愛花様はダメな子ですよ

第25話

   愛花


 誕生日時に彼女のくれた「誓う」って一言が嬉しかった。


 もっともっと勉強を頑張ろうと思える。


 幼馴染としての芽衣はずっと私と一緒にいてくれるって言ってくれた。


 ならもっと私は頑張って、芽衣と一緒にいれるだけの格を持つ主人にならなくちゃ。


「楽しそうですね、この後は水上先生との勉強ですけど」

「楽しいよ? 分かんないことが分かるようになるの。芽衣はパーっと答え言っちゃうでしょ?」


 学校帰りの送迎車の中で芽衣と2人。


 彼女の質問にそう答えると、隣に座った芽衣は何か疑り深そうな視線でこちらを見ていた。

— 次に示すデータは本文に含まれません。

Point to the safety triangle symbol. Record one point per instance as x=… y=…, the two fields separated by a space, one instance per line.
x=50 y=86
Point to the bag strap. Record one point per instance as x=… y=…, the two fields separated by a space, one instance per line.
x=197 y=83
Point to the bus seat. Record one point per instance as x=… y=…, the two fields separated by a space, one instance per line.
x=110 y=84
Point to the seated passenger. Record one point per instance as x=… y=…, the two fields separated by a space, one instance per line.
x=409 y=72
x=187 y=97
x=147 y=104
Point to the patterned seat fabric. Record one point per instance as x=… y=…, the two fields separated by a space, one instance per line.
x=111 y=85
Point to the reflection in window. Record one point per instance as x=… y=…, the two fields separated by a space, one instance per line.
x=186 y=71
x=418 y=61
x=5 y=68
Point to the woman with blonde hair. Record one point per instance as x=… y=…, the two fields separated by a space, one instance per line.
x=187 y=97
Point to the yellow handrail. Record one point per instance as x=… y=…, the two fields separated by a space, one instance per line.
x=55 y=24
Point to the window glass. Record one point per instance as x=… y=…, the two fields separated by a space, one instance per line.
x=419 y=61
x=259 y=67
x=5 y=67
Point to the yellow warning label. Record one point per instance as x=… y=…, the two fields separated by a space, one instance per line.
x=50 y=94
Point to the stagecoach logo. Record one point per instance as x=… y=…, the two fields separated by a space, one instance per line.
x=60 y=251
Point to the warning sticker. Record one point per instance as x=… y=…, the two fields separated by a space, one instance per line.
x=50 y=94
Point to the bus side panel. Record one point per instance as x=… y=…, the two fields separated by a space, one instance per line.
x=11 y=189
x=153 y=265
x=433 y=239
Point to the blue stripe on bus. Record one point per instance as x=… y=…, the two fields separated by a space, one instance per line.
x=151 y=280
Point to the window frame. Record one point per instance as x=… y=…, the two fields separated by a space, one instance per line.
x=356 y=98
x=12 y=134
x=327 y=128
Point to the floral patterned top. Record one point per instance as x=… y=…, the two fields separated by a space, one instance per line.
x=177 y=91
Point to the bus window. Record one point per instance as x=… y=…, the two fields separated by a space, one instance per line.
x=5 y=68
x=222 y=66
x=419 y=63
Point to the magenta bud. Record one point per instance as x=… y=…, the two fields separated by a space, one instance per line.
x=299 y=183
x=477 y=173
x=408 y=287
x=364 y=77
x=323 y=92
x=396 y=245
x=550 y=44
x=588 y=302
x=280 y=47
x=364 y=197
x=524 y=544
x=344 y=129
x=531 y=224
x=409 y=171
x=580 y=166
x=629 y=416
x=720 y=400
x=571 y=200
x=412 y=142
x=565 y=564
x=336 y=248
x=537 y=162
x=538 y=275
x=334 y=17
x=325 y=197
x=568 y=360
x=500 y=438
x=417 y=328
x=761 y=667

 私の心は安心でいっぱいなのに、なぜか芽衣の視線は落ち着きを失いつつあった。

 期末テストが近づくにつれて、それが如実になっている気がした。


 何かを疑って、何かを見定めるように、私の表情を見つめている。


 とくに瑠姫先生の訪問がある日は、それが顕著だった。


 顕著と言っても、きっとそれが分かるのは普段から一緒にいる私くらいだろうけど。


「私の教え方は……嫌でしたか?」

「嫌じゃないよ? でも今まで違うことって楽しいの」


 芽衣の教え方を彼女が正しいって言うならそれがきっと正しいんだと思う。


 芽衣は私のことを大切に思ってくれているのは分かるから。


 けど、それとは別に瑠姫先生からも愛情みたいなものは伝わってくる。


 これでいいって言う優しさとこうした方がいいって言う優しさ。


 お互いに違うものがあるように思える。


「公式の使い方とかね、色々聞いたら教えてくれるの。芽衣と違ってね」


 イタズラっぽく芽衣の目を見つめてみると、彼女の眦に少しだけ力が入った。


「……そうですか」

「あーでもね? 芽衣の時はね、すぐ終わっちゃうから芽衣とお話いっぱいできて楽しいよ? 家の中だと芽衣は他の侍女たちの仕事に混ざっちゃうんだもん」


「そうですか。私も愛花様とお話できて嬉しいですよ」


 ただやっぱり寂しさの色は顔から抜ける気配はなかった。


「定期テスト終わったら戻るんでしょ? 試用期間なんだもんね。がんばるね?」

「ええ、そうですね。はい」


 いつもだったら彼女から色々と言ってきたりするのに、やっぱり調子が悪そうだった。


「芽衣どうしたの? 体調悪い?」

「え? いえ、そんなことないですよ。お嬢様の成績が心配なんです」


 そう言った瞬間、自分の変調を近くしたように顔色を取り戻した。


 いつものように穏やかに笑ってこちらを見たのだ


「……それならいいけど」

「お嬢様はダメ人間ですから」


 芽衣が彼女自身にも言い聞かせているような言葉に、私もまた安心を覚えた。


 少し考えごとをしていたのかもしれない。


 それか……。


「もしかして瑠姫先生に私を取られるんじゃないかって嫉妬してた?」

「……嫉妬ってほどではないです」


 そっか。

 それが最大限配慮した言葉なんだね。

 嫉妬ってほどではないけど、嫉妬に近い感情は持ってたのか。


「……ふふっ」

「何がおかしいのですか?」

「なんでもないよー」 


 色々聞いてもどうせこの状態の芽衣は本音を言わないだろうし。


 そう思って、放っておくことにした。


 ただなにかしら今の状況に不満や不安を覚えているのは事実みたい。


 瑠姫先生だって試用期間が終われば、また芽衣に戻るだろうし、それでいいのに。


 私はそんなことを考えていた。